As your baby gets older you can use them as a tiny weight for additional bonding. However if you a recently postpartum, set your baby in a safe place near you like a swing or bouncer and use light weights to train your upper body before progressing to heavier weights as time goes on.

Lower Body Exercises

In the fourth to sixth week postpartum, your workout may target the lower body through clamshells, side kicks, and lunges. This Postpartum Pilates is safe for the 6 week waiting perperiod in most circumstances.

Or you can try these Yoga with Baby moves as well for a low impact full body workout.

Photo by Elina Fairytale from Pexels 

Does Diet Matter During Postnatal Exercise?

Yes, it does. You require a healthy diet consisting of fruits, vegetables, fluids, and proteins for your body to recover while still producing enough milk. If you cut down on calories as part of your weight loss strategy, you might not have enough for milk production.

However if you follow the most nourishing diet plan created specifically for breastfeeding moms to lose weight postpartum while increasing their milk supply simultaneously, The Milky Mama’s Postpartum Plan, you don’t have to worry about this. The Milky Mama’s Plan also comes with a 4 week postpartum exercise plan too, so you will increase milk supply, lose the baby weight, nourish your body for recovery, and regain the strength you lost during pregnancy.

You might want to consider protein supplements such as whey protein and Plant-based protein to build muscle and improve recovery after your workouts. But, probably, the first question at the back of your mind is… are they safe for you and your baby?

Unfortunately, though all protein powders are marketed as “health foods” many are filled with artificial ingredients and fillers. However, a protein powder recommended for or even created specifically for breastfeding mothers is recommended to use postpartum.

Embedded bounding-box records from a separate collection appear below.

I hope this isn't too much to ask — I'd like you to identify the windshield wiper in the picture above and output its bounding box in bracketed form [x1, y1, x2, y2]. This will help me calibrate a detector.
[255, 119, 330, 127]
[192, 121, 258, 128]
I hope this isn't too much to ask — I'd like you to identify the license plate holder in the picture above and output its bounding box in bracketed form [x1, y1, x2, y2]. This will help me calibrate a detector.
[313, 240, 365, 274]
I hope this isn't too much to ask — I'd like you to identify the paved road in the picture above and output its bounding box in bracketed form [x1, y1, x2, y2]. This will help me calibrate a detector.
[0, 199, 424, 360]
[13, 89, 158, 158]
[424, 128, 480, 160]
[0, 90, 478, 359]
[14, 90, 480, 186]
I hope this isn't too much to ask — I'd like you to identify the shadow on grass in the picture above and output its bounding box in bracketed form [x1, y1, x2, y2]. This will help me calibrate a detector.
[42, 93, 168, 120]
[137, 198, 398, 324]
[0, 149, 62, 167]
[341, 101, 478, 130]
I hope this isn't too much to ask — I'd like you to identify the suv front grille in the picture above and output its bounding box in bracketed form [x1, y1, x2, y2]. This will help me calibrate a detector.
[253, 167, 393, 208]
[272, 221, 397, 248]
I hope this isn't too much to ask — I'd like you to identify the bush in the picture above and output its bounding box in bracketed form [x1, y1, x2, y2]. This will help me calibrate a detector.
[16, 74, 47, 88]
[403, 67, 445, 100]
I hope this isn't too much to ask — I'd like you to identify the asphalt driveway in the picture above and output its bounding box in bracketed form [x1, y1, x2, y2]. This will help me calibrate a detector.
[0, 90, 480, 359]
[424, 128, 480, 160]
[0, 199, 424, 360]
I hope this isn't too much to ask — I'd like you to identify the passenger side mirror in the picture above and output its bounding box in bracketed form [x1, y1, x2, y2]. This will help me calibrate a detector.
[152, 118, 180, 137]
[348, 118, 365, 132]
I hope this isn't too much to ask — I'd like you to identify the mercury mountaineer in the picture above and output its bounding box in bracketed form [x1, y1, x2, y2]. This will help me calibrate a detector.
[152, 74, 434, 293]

This can help to increase your milk supply, lose the excess baby weight, and help you recover and repair postpartum.

Wrapping Up Is HIIT Safe for a Postpartum Workout

Since you’ll be looking for a postpartum recovery routine that takes care of your mind and body, you might feel the urge to take on a fitness program that elevates your mood and helps you regain your pre-baby body. HIIT seems like a fit as it works. 

Before you settle for that high-intensity workout you’ve wanted to sign up for, consider where you are in your postpartum journey, the kind of delivery you had, and any complications arising from childbirth.

It is best to complete a workout plan specifically designed to help you regain strength postpartum like the Milky Mama’s Postpartum Plan prior to diving into an exercise plan that is just high intensity interval workouts.

Also, let your doctor know your plans, and you’ll get expert advice suited to your postnatal needs.